Fabiani Cohen & Hall Obtains Discontinuance of Plaintiff’s Complaint With Prejudice and With No Money Paid on Eve of Trial in Construction Accident Case After Presenting Plaintiff’s Counsel With Substantial “Conflicting” Proof About the Circumstances of the Accident

This matter arises out of CCA Civil/Halmar International, LLC’s contract with the State of New York Department of Transportation to reconstruct the Alexander Hamilton Bridge. The plaintiff, a Local 40 journeyman ironworker employed by CCA/Halmar, claimed he was injured on May 30, 2013, at the mid-span section of the bridge, when he stepped on a piece of chopped concrete debris on the Q-decking causing him to twist his right knee and sustain career-ending injuries including multiple surgeries ending in a total knee replacement. Plaintiff brought suit against the State of New York in the Court of Claims alleging violations of Labor Law §§200 and 241(6) as well as common law negligence. The case was scheduled for trial on April 30, 2019, before Judge David Sampson. Plaintiff’s settlement demand was $6 million.

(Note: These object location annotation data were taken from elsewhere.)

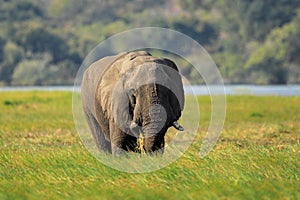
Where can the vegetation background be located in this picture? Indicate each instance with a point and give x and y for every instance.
(43, 42)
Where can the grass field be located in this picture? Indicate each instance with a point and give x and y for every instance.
(256, 157)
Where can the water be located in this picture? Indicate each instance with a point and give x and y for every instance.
(277, 90)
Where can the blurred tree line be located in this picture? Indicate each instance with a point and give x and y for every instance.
(43, 42)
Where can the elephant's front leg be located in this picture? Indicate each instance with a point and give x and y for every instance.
(121, 142)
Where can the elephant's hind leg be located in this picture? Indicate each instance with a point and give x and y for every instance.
(102, 143)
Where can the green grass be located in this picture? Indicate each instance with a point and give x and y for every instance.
(256, 157)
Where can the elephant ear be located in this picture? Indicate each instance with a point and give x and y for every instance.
(120, 106)
(176, 87)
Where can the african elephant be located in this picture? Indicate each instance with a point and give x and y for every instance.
(129, 94)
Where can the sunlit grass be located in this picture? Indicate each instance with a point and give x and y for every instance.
(256, 157)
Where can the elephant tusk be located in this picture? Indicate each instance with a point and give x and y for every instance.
(135, 129)
(178, 126)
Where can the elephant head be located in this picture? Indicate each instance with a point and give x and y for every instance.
(148, 98)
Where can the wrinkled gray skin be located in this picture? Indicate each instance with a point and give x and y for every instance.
(129, 94)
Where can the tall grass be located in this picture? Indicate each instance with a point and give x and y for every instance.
(256, 157)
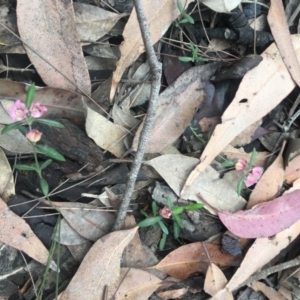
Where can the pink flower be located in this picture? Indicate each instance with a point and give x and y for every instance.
(257, 172)
(166, 213)
(18, 111)
(33, 135)
(37, 110)
(241, 165)
(254, 176)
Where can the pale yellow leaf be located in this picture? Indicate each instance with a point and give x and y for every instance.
(261, 89)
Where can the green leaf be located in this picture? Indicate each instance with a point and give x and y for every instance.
(24, 167)
(178, 220)
(50, 123)
(193, 206)
(176, 210)
(45, 164)
(189, 19)
(30, 95)
(154, 208)
(183, 21)
(179, 5)
(162, 242)
(44, 186)
(176, 230)
(227, 163)
(185, 58)
(252, 158)
(163, 227)
(239, 186)
(12, 126)
(49, 151)
(150, 221)
(169, 202)
(199, 58)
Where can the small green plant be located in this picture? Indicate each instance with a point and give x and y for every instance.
(183, 17)
(25, 114)
(250, 174)
(168, 212)
(194, 58)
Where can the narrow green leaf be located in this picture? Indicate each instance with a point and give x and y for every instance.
(199, 58)
(178, 220)
(185, 58)
(49, 151)
(227, 163)
(176, 230)
(189, 18)
(163, 227)
(44, 186)
(252, 158)
(176, 210)
(30, 95)
(162, 242)
(193, 206)
(11, 127)
(24, 167)
(183, 21)
(50, 123)
(169, 202)
(239, 186)
(45, 164)
(150, 221)
(179, 5)
(154, 208)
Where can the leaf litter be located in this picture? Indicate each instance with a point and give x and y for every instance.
(262, 212)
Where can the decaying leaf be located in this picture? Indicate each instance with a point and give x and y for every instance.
(192, 258)
(216, 191)
(222, 6)
(99, 268)
(56, 40)
(15, 232)
(160, 14)
(93, 22)
(215, 280)
(106, 134)
(7, 185)
(87, 220)
(269, 80)
(135, 284)
(234, 154)
(176, 107)
(264, 219)
(281, 33)
(269, 184)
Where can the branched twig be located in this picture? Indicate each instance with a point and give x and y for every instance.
(155, 67)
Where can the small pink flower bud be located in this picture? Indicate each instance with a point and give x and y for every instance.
(37, 110)
(257, 172)
(166, 213)
(18, 111)
(33, 135)
(241, 165)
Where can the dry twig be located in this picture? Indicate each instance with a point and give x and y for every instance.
(155, 67)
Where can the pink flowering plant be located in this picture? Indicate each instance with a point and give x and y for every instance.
(171, 212)
(25, 115)
(250, 175)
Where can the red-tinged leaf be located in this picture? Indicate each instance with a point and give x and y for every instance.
(265, 219)
(15, 232)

Several days prior to trial, FCH presented plaintiff’s counsel with substantial ‘”conflicting” evidence of the circumstances of the alleged accident including that the plaintiff injured his knee while kneeling on a wood float for a week (C-2 Incident Report prepared after drafter spoke with plaintiff and C-3 Incident Report read and signed by plaintiff under oath) or while crawling from the shield to the wood float (doctor’s report) or while carrying a heavy hatch door (another doctor’s report) or because he tripped and fell over debris located on the Q deck covered with rubble, concrete chunks, debris and uneven Q deck pieces (plaintiff’s own sworn affidavit used in support of a motion for leave to file a late notice of intention to file a claim) or because he stepped on a small piece of concrete on an otherwise clean Q deck and twisted his knee but did not slip or trip and fall (plaintiff’s own sworn deposition testimony).

After presenting all of the “conflicting” evidence to plaintiff’s counsel, they agreed to discontinue the action in its entirety with prejudice. On April 29, 2019, a fully executed stipulation of discontinuance with prejudice was filed with the Court of Claims thereby bringing the action to conclusion without any money having been paid.

James Barry v. The State of New York, Index No. 124139 (N.Y. Ct. Claims)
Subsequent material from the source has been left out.